Efforts by foreign entities to influence domestic elections have shaken democracies around the world. The use of propaganda and misinformation to interfere in the internal affairs of other countries is not new, but events since 2016 have heightened awareness across the globe of how changes in social media platforms, political norms, and campaign financing rules have enabled foreign actors to influence elections on an unprecedented scale.
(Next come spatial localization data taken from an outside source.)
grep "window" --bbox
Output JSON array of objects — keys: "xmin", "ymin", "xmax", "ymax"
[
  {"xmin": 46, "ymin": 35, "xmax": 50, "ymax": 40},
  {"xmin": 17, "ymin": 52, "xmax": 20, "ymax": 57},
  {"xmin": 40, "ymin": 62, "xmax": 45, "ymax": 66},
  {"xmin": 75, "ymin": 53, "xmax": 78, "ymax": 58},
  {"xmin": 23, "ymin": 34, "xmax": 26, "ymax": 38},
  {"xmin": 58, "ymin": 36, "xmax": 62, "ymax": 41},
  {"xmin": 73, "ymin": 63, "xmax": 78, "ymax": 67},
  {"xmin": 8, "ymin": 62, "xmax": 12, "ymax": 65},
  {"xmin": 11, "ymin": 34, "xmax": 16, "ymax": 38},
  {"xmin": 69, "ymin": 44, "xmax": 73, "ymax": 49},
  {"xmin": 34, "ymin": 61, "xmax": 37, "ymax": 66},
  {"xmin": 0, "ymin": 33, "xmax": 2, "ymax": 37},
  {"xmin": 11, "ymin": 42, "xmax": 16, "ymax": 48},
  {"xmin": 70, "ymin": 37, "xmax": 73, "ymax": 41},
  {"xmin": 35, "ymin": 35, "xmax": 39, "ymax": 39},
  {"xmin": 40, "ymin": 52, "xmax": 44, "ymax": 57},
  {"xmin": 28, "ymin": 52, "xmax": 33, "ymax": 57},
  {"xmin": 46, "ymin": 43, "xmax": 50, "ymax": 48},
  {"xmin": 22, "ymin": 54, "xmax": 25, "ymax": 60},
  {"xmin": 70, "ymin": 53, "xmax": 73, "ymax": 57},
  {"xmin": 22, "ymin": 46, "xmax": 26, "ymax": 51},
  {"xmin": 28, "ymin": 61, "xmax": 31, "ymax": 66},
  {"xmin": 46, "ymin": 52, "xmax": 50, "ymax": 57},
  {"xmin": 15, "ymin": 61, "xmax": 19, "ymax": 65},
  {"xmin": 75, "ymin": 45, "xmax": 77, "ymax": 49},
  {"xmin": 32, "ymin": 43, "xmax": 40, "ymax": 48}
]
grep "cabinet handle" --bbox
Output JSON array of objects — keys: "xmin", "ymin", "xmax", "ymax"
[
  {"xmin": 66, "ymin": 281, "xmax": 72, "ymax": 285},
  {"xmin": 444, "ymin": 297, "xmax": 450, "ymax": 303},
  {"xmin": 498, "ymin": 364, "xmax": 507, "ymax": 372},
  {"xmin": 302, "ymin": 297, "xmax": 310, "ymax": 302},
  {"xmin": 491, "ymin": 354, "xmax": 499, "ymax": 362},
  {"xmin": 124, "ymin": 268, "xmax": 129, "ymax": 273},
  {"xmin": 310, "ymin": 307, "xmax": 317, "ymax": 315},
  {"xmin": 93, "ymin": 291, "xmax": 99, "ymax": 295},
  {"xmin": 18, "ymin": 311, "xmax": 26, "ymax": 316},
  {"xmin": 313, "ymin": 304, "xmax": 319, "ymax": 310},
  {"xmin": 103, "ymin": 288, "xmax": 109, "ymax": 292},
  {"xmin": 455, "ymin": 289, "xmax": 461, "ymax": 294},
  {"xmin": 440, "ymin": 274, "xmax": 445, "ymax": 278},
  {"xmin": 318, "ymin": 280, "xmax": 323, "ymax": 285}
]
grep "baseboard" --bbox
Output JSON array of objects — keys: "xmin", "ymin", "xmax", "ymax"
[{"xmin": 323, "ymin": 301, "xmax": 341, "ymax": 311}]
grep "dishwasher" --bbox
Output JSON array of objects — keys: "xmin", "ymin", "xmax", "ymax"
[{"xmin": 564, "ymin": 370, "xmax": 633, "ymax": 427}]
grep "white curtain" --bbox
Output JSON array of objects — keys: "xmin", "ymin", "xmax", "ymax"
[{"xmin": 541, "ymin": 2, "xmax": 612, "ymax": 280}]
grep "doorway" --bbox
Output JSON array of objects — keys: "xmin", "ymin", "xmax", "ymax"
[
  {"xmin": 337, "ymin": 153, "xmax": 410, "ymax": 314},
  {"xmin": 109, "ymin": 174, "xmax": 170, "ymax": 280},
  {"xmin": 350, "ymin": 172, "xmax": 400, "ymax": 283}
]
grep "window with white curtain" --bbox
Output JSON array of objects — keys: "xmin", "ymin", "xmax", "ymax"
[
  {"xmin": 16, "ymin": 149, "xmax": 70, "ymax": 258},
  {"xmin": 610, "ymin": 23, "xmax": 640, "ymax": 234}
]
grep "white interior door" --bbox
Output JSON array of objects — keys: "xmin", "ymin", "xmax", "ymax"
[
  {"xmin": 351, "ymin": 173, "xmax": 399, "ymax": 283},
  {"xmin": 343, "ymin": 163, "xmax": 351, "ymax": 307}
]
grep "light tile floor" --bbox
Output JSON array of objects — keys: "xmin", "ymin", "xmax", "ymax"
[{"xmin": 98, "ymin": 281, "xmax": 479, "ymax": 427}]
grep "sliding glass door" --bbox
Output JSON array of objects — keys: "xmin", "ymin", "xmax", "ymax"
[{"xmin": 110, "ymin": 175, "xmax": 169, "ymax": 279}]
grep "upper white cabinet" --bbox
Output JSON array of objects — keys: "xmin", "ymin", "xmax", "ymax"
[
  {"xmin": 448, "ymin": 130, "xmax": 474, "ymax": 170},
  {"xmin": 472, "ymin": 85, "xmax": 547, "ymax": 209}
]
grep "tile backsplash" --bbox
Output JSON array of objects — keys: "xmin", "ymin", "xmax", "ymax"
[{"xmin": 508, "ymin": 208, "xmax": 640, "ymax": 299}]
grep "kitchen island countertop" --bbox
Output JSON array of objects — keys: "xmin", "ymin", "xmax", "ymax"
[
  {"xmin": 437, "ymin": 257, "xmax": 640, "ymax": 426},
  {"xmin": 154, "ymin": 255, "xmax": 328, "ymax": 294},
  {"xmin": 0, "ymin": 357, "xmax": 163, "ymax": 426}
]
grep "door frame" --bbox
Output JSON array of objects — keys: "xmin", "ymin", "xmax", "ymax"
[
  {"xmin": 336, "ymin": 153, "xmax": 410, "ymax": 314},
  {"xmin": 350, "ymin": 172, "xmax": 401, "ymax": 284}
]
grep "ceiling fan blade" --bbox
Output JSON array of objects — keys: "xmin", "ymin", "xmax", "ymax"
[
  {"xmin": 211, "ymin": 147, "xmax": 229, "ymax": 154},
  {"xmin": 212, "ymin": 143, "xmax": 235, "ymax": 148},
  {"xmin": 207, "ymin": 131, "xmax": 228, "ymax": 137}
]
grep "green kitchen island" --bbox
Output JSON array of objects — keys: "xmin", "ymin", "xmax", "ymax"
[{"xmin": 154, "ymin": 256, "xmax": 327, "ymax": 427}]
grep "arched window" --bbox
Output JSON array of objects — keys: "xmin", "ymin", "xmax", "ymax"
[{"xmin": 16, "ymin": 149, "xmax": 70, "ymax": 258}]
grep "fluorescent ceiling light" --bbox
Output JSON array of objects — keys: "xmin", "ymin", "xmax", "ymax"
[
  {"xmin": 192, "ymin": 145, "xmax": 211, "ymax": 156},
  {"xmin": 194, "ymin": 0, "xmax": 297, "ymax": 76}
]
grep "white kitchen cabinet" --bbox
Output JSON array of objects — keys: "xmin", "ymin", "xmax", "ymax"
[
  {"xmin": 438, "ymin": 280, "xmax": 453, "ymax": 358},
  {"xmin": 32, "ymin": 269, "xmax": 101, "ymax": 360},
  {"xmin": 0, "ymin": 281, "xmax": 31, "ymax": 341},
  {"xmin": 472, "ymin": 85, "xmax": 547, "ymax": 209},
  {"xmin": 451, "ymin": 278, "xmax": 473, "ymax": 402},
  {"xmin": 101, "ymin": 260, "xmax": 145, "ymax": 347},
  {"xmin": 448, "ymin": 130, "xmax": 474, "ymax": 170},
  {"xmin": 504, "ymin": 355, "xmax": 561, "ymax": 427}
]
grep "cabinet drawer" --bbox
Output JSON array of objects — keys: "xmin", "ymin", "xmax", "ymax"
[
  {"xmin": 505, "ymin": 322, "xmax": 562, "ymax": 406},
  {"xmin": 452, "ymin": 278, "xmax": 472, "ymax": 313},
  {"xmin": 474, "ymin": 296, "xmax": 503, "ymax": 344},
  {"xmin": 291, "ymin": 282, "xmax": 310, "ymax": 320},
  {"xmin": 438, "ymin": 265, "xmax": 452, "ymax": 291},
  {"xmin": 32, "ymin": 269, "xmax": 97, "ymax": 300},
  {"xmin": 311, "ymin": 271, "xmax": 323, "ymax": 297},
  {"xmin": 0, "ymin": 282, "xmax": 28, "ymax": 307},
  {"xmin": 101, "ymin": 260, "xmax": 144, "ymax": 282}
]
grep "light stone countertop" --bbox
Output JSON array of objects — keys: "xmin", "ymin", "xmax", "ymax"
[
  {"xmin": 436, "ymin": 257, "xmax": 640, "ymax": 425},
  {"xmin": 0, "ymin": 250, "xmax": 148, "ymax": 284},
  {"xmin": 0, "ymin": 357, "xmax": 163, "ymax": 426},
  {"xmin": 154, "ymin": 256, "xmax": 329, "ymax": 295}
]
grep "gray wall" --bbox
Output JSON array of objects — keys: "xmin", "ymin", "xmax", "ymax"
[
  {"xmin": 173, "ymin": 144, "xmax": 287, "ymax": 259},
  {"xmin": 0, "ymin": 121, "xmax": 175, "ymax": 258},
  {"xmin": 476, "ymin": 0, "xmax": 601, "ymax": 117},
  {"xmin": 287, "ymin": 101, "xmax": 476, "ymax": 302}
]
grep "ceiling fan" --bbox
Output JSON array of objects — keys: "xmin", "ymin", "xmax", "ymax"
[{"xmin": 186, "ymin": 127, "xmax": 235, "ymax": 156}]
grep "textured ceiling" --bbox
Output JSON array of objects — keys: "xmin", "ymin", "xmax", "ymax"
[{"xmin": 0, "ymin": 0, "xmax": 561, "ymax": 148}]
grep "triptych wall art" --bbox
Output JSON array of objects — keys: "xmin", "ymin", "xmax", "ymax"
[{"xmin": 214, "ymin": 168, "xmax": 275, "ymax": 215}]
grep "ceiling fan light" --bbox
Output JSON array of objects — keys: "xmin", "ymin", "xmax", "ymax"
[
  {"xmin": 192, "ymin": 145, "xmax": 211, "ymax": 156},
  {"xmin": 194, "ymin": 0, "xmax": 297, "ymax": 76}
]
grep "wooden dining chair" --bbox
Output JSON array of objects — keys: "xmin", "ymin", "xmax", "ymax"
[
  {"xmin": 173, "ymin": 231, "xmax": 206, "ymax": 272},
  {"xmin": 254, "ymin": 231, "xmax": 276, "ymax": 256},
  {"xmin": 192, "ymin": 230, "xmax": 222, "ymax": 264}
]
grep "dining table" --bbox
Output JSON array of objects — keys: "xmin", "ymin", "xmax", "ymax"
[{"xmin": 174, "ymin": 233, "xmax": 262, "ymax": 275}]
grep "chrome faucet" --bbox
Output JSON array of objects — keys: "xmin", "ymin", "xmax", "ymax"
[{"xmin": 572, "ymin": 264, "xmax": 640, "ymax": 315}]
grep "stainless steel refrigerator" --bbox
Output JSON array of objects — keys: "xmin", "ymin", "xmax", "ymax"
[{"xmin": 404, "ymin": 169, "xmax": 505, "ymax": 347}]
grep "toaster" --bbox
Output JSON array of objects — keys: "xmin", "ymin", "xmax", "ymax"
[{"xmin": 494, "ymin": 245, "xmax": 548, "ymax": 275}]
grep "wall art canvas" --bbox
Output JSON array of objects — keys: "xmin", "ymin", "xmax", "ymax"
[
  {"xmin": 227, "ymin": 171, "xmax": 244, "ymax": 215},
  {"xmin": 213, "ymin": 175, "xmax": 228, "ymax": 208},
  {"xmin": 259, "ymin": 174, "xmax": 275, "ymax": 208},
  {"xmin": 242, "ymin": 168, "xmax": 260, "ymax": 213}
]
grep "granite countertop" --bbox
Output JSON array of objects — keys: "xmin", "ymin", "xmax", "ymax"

This special issue of the Election Law Journal explores how six nations have perceived and responded to this threat. These six nations—Canada, the United Kingdom, the Netherlands, Northern Ireland (as a constituent nation of the UK), Australia, and New Zealand—have faced their own challenges and forged ahead with their own solutions. As the contributions to this issue make clear, in doing so these nations have struggled with similar questions and have worked their way toward a common set of solutions. These efforts have varied in their details—which is what makes comparative review of them valuable—but they have consolidated around the same general set of ideas: better educating citizens about the perils of cyber speech, increasing transparency about who is promoting online communications, building better barriers to exclude foreign funding of electoral communications, and trying to remove the most egregiously false statements from political discourse.

The hope of this research is that shedding light on how different nations have operationalized these efforts will demonstrate to election law scholars, regulators, and policy makers around the world the value of comparative work in this area. There is a great deal at stake, and much to learn from the experiences of others.